In a viral exchange back in March, Sen. Elizabeth Warren (D-Mass.) grilled Federal Reserve Chair Jerome Powell over the unemployment caused by the Fed’s recent rate hiking cycle.
The central bank and its chair continue to come under intense pressure as high interest rates take their toll on the jobs market. However, one investor with decades of experience in equity markets takes issue with the premise that today’s rates are “high” at all.
“The problem is not that we have interest rates at five percent,” Matterhorn Asset Management senior adviser Grant Williams told The Epoch Times. “If you look back over time, you'll find that’s a perfectly sensible cost of capital.”
Williams acknowledged that, despite how today’s rates fit in historical context, we are already seeing catastrophic results, with three major banks failing in the span of just two months. For this financial fragility—like Warren and other lawmakers—he places the blame squarely at the feet of the central bankers. Where Williams differs from Congress is in identifying which Fed policy was the mistake.
“The real problem here—and the dislocation in all those congressional hearings—is that they’re blaming the [central] banks for raising interest rates instead of blaming the banks for keeping rates at zero for so long,” he said. “That’s the problem.”
Under Ben Bernanke—a Bush appointee to be renominated by Obama—the Fed’s target rate was held at near-zero levels from December of 2008 until then-Chair Janet Yellen attempted to gradually lift off in November of 2015. The COVID-19 pandemic also saw unprecedented levels of Fed intervention under President Donald Trump and Powell. According to Williams, these were the Fed’s big mistakes.
“This mess they’re creating now is really the result of all the other messes they’ve created in the past.”

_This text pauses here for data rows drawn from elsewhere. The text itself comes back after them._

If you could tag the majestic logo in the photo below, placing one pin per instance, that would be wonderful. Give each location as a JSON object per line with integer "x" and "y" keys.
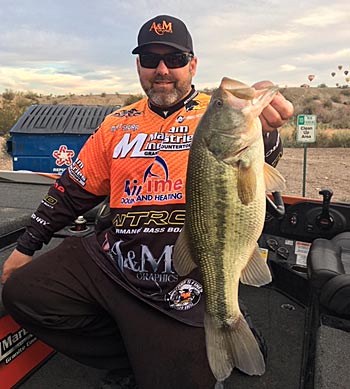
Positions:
{"x": 63, "y": 156}
{"x": 148, "y": 145}
{"x": 185, "y": 295}
{"x": 128, "y": 113}
{"x": 162, "y": 28}
{"x": 155, "y": 186}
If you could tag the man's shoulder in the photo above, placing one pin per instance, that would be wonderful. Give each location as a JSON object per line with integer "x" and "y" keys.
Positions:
{"x": 131, "y": 110}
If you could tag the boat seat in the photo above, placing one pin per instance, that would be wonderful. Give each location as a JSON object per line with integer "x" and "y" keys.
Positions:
{"x": 328, "y": 266}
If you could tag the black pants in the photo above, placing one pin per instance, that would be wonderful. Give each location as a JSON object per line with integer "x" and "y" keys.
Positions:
{"x": 67, "y": 301}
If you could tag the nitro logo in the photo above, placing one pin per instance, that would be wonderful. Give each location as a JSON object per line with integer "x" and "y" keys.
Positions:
{"x": 14, "y": 344}
{"x": 162, "y": 28}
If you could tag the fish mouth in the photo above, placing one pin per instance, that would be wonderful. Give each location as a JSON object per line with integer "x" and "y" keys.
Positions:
{"x": 233, "y": 156}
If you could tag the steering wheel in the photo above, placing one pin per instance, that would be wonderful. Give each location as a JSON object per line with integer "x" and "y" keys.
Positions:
{"x": 276, "y": 206}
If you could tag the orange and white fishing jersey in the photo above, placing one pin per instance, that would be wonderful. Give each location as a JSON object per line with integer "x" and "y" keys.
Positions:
{"x": 139, "y": 158}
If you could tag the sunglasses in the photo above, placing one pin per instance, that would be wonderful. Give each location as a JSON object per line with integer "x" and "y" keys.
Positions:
{"x": 171, "y": 60}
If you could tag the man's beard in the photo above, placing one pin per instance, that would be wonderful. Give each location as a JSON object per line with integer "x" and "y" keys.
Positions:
{"x": 166, "y": 98}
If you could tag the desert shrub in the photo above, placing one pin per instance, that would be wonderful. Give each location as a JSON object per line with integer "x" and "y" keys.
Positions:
{"x": 336, "y": 99}
{"x": 328, "y": 103}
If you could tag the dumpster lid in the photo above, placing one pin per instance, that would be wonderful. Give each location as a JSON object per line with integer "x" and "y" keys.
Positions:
{"x": 61, "y": 119}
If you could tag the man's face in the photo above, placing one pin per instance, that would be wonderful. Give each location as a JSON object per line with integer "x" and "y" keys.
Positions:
{"x": 163, "y": 86}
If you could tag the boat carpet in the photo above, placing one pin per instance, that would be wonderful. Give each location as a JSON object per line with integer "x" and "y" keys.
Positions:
{"x": 280, "y": 320}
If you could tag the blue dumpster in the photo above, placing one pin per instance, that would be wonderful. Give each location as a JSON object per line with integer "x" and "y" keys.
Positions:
{"x": 48, "y": 138}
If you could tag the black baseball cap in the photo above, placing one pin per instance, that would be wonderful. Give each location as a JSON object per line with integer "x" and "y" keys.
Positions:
{"x": 165, "y": 30}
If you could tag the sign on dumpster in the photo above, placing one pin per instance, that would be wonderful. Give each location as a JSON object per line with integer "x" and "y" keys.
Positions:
{"x": 306, "y": 128}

“That’s the way all these cycles work.”
Navigating the Instability
In Williams’s view, it’s highly likely that this rate-hiking cycle will flip and become a rate-cutting cycle sometime in the near future. Admittedly, he doesn’t know when and cautions investors from trying to trade around the Fed’s decision-making.“We don’t know what it will take to buckle Jerome Powell,” he said. “It'll happen, but if you make that your case and invest like it’s going to happen tomorrow, the time between now and that happening could be very painful for you.”
With his personal portfolio, Williams is looking East.
“On the equity side of things, I happen to think Japan is finally starting to look attractive given decades of it being a poor place to invest your money and offering all kinds of false hope.”
“At the height of its power [Japan] was the second-largest economy in the world. It’s GDP was $5.5 trillion versus the U.S. at the time at $7.5 trillion,” he said “People forget that.”
“With inflation coming back, with a chance of yields going higher, with a chance of Japanese money coming back into Japan, and you look at the state of the balance sheet of Japanese companies, there are some really attractive companies there, world-class companies.”
“I think Japan is going to be the place where a lot of people look to put money to work in the next couple of years.”